As a teacher in the classroom, I spend my time talking with students, pulling out their current understandings and helping them weave those into new and stronger understandings. I tell stories about physics and physicists. I ask students to tell me stories about their own experiences, and about the things they imagine would happen in a little-toy-physics world that we construct together. I ask questions frequently; I rarely answer them. When there is ambiguity, we explore and understand it. When there is uncertainty, we use dialogue, consideration, and (rarely, in targeted situations) authority to clear it up.
As a course coordinator online, I rely heavily on my TAs. When I go to the discussion boards for the course, almost every question has already been answered, sometimes by another student, more often by a TA. (I consider this a minor failing of the course – more on that another day.) My interactions with the students are primarily limited to answering highly technical questions, either about more advanced physics than the course offers, or about the system on which the course runs. I spend more time fixing technical issues, rewording questions to remove ambiguity, and coordinating the wonderful staff that I have, than doing anything that feels like classroom teaching.
I think that a major component of this difference comes from bandwidth. Text, when compared to face-to-face interaction, is painfully slow and essentially void of nuance. This is doubly the case when typing back and forth to non-native speakers. Over 70% of our students come from outside the USA, and about 50% are from outside India, the UK, and Australia.
Another component is scale: there are nearly 16,000 registrants for Mechanics ReView.
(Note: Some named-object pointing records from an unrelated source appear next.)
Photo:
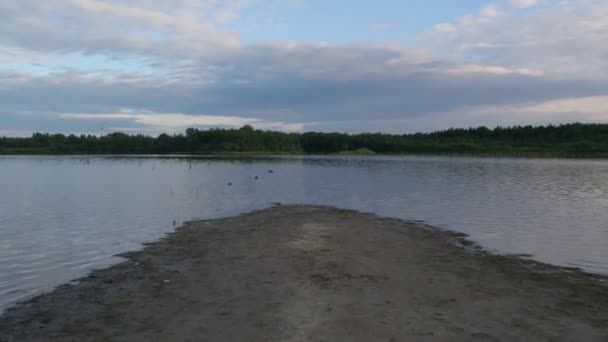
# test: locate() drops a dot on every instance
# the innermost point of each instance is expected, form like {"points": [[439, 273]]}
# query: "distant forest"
{"points": [[575, 139]]}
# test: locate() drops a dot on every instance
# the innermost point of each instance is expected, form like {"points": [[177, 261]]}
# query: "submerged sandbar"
{"points": [[308, 273]]}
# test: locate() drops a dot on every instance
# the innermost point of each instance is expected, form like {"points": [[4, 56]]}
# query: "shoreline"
{"points": [[316, 273], [495, 154]]}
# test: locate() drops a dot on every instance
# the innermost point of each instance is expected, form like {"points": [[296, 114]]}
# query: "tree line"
{"points": [[567, 139]]}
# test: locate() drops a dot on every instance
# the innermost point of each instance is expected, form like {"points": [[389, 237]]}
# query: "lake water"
{"points": [[61, 216]]}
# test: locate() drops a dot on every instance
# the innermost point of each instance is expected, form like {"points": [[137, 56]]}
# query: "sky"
{"points": [[395, 66]]}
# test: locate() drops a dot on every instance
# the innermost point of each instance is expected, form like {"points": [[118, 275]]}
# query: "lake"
{"points": [[61, 216]]}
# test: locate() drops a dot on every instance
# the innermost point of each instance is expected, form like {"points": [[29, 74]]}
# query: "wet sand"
{"points": [[303, 273]]}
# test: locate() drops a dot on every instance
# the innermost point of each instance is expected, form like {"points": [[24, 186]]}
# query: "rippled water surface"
{"points": [[63, 216]]}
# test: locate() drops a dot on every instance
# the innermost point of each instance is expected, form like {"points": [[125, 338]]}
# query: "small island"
{"points": [[567, 140]]}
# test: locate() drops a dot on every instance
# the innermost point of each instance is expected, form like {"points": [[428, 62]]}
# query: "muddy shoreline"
{"points": [[307, 273]]}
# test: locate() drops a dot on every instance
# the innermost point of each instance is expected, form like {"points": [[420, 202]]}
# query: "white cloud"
{"points": [[564, 39], [523, 3], [173, 121]]}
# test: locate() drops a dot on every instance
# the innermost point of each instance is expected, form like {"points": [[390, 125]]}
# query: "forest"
{"points": [[576, 139]]}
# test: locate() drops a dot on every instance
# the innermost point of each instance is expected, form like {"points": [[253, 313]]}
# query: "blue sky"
{"points": [[348, 21], [93, 66]]}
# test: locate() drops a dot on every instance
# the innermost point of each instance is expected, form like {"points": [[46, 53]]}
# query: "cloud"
{"points": [[70, 65], [179, 121], [562, 39], [523, 3]]}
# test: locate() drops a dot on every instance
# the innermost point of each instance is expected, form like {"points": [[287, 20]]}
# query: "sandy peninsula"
{"points": [[304, 273]]}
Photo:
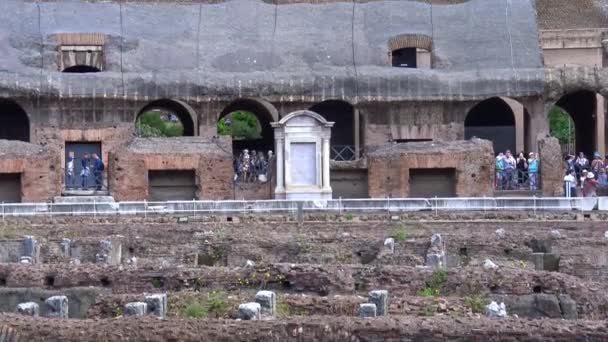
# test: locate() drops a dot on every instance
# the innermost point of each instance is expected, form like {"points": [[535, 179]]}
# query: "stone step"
{"points": [[83, 199]]}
Most of them are just here to take a peek, so a better measure is that there are over 1200 serious students in the course at this point. If I tried to do this all on my own, I would have no time to sleep. We have nearly 80 support staff who are the student-facing part of the operation, and I’ll spend a whole entry on them later, because they’re amazing people. They handle the day-to-day talking, answering, and interacting that presents the human side to the course. My job is at the top of a pyramid, where in the classroom I was the entire pyramid.
It doesn’t feel much like teaching at all. It feels like what I call it – being a course coordinator.
There is definitely still education taking place – you can see people learn; there is a semi-permanent record of students’ struggles with the material and their minor epiphanies on the discussion boards. I just don’t feel like I’m contributing to that understanding after the course begins. Research will show the relative effectiveness of classroom and online learning. My gut feeling is that there won’t be much difference, on average, between a course of well-delivered lectures and an online course with pre-recorded well-delivered lectures. What I want is a way to bring things beyond just lectures into the online environment. More about that on Monday.
If you want to take a look at the course, it should be visible through at least the end of September 2013, and hopefully archived well beyond that for anyone to see.